Abstract

Introduction: Post-resuscitation cardiac arrest (CA) triage to urgent angiography, percutaneous intervention, and mechanical circulatory support is hampered by inconclusive risk stratification, especially among patients without ST elevation myocardial infarction (STEMI). We analyzed registry data to develop a prediction tool to determine the risk of circulatory-etiology (CV) death in patients without STEMI, and validated it in a separate cohort. Methods: Using the International Cardiac Arrest Registry (INTCAR)-Cardiology data set and stepwise linear regression with an inclusion rule of P≤0.1, we determined demographic and clinical factors independently associated with CV death, and created a weighted prediction model for patients presenting after CA without STEMI. The model was then validated in a separate, larger cohort from INTCAR. This project was approved by the Maine Medical Center IRB. Results: Of 468 patients in the derivation cohort, 90 met criteria for the endpoint. In the multivariable model, age greater than 65 (OR=2.4, p=0.0001), preexisting coronary disease (OR=1.9, P=0.0065), diabetes (OR=1.8, P=0.01), in-hospital arrest (OR=1.5, P=0.1), time from collapse to return of circulation (TTROSC) greater than 25 minutes (OR=1.7, p=0.02), shock at presentation (OR=3.9, P<0.0001), and EF<30% on first echo (OR=1.6, P=0.05) were independently associated with CV death. Using weighted predictors (age>65 =1, prior CAD =1, diabetes =1, in-hospital arrest =1, TTROSC>25 =1, admission LVEF<30% =1, shock =2,), an additive score of 0-2 predicted CV death in 8.5% and ≥3 in 34% in the derivation cohort. In the validation cohort, which comprised 1197 patients, of whom 263 met criteria for CV death, a score of 0-2 was associated with 13.1% and ≥3 with 35.1% CV death, respectively.
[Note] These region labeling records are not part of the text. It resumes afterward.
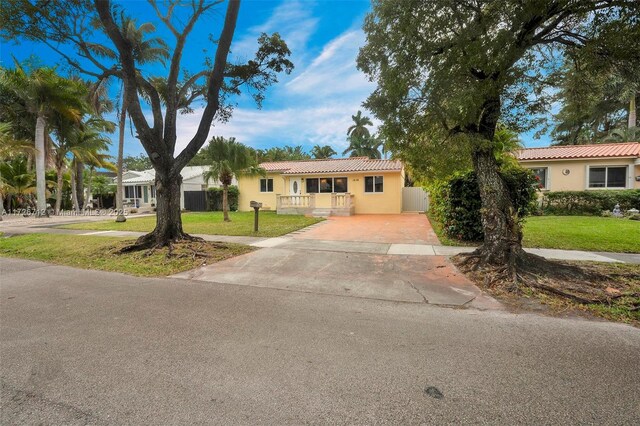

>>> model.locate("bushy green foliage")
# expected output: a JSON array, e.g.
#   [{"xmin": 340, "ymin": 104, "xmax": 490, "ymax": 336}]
[
  {"xmin": 207, "ymin": 185, "xmax": 240, "ymax": 212},
  {"xmin": 429, "ymin": 168, "xmax": 539, "ymax": 241},
  {"xmin": 542, "ymin": 189, "xmax": 640, "ymax": 215}
]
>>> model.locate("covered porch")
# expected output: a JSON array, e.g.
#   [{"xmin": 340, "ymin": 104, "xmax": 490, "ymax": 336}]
[{"xmin": 276, "ymin": 192, "xmax": 355, "ymax": 216}]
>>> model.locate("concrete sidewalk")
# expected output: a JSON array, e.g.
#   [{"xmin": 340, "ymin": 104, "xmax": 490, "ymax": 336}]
[{"xmin": 0, "ymin": 222, "xmax": 640, "ymax": 264}]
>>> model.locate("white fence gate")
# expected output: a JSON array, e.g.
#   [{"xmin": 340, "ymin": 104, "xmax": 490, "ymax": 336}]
[{"xmin": 402, "ymin": 187, "xmax": 429, "ymax": 212}]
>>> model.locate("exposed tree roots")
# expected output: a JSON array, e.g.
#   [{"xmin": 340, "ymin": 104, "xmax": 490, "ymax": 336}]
[
  {"xmin": 453, "ymin": 247, "xmax": 629, "ymax": 304},
  {"xmin": 119, "ymin": 232, "xmax": 206, "ymax": 257}
]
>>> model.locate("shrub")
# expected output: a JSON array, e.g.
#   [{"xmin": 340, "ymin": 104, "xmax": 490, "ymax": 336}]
[
  {"xmin": 207, "ymin": 185, "xmax": 240, "ymax": 212},
  {"xmin": 542, "ymin": 189, "xmax": 640, "ymax": 216},
  {"xmin": 429, "ymin": 168, "xmax": 539, "ymax": 241}
]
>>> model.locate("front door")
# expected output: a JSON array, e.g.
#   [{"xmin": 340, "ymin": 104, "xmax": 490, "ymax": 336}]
[{"xmin": 289, "ymin": 178, "xmax": 302, "ymax": 195}]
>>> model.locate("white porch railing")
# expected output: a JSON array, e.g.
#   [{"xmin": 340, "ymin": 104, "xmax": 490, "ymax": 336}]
[
  {"xmin": 331, "ymin": 192, "xmax": 353, "ymax": 210},
  {"xmin": 276, "ymin": 194, "xmax": 316, "ymax": 210}
]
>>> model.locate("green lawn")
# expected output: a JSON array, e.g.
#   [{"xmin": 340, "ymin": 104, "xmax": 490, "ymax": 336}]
[
  {"xmin": 0, "ymin": 234, "xmax": 252, "ymax": 277},
  {"xmin": 524, "ymin": 216, "xmax": 640, "ymax": 253},
  {"xmin": 429, "ymin": 216, "xmax": 640, "ymax": 253},
  {"xmin": 62, "ymin": 212, "xmax": 323, "ymax": 237}
]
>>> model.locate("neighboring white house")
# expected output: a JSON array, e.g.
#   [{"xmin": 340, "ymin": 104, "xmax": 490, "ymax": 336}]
[{"xmin": 114, "ymin": 166, "xmax": 238, "ymax": 209}]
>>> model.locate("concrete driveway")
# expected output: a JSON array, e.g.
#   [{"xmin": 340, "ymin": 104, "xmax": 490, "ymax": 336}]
[
  {"xmin": 173, "ymin": 214, "xmax": 501, "ymax": 309},
  {"xmin": 0, "ymin": 259, "xmax": 640, "ymax": 425},
  {"xmin": 296, "ymin": 213, "xmax": 440, "ymax": 244}
]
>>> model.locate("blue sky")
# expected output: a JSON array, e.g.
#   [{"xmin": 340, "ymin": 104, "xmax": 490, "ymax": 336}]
[{"xmin": 1, "ymin": 0, "xmax": 549, "ymax": 158}]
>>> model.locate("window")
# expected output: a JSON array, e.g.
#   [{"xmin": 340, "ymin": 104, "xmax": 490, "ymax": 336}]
[
  {"xmin": 124, "ymin": 185, "xmax": 142, "ymax": 198},
  {"xmin": 320, "ymin": 178, "xmax": 333, "ymax": 193},
  {"xmin": 306, "ymin": 179, "xmax": 320, "ymax": 194},
  {"xmin": 333, "ymin": 178, "xmax": 347, "ymax": 192},
  {"xmin": 306, "ymin": 178, "xmax": 347, "ymax": 194},
  {"xmin": 364, "ymin": 176, "xmax": 384, "ymax": 192},
  {"xmin": 531, "ymin": 167, "xmax": 549, "ymax": 189},
  {"xmin": 260, "ymin": 179, "xmax": 273, "ymax": 192},
  {"xmin": 589, "ymin": 166, "xmax": 627, "ymax": 188}
]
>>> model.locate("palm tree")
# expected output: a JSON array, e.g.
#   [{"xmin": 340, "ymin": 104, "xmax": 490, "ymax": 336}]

Conclusions: A simple bedside prediction tool can predict high (34-35.1%) vs. low (8.5-13.1%) risk of circulatory-etiology death in cardiac arrest survivors without STEMI. This model could be used to risk-stratify cardiac arrest survivors, and aid in the triage of patients to appropriate and cost-effective post-resuscitation treatments.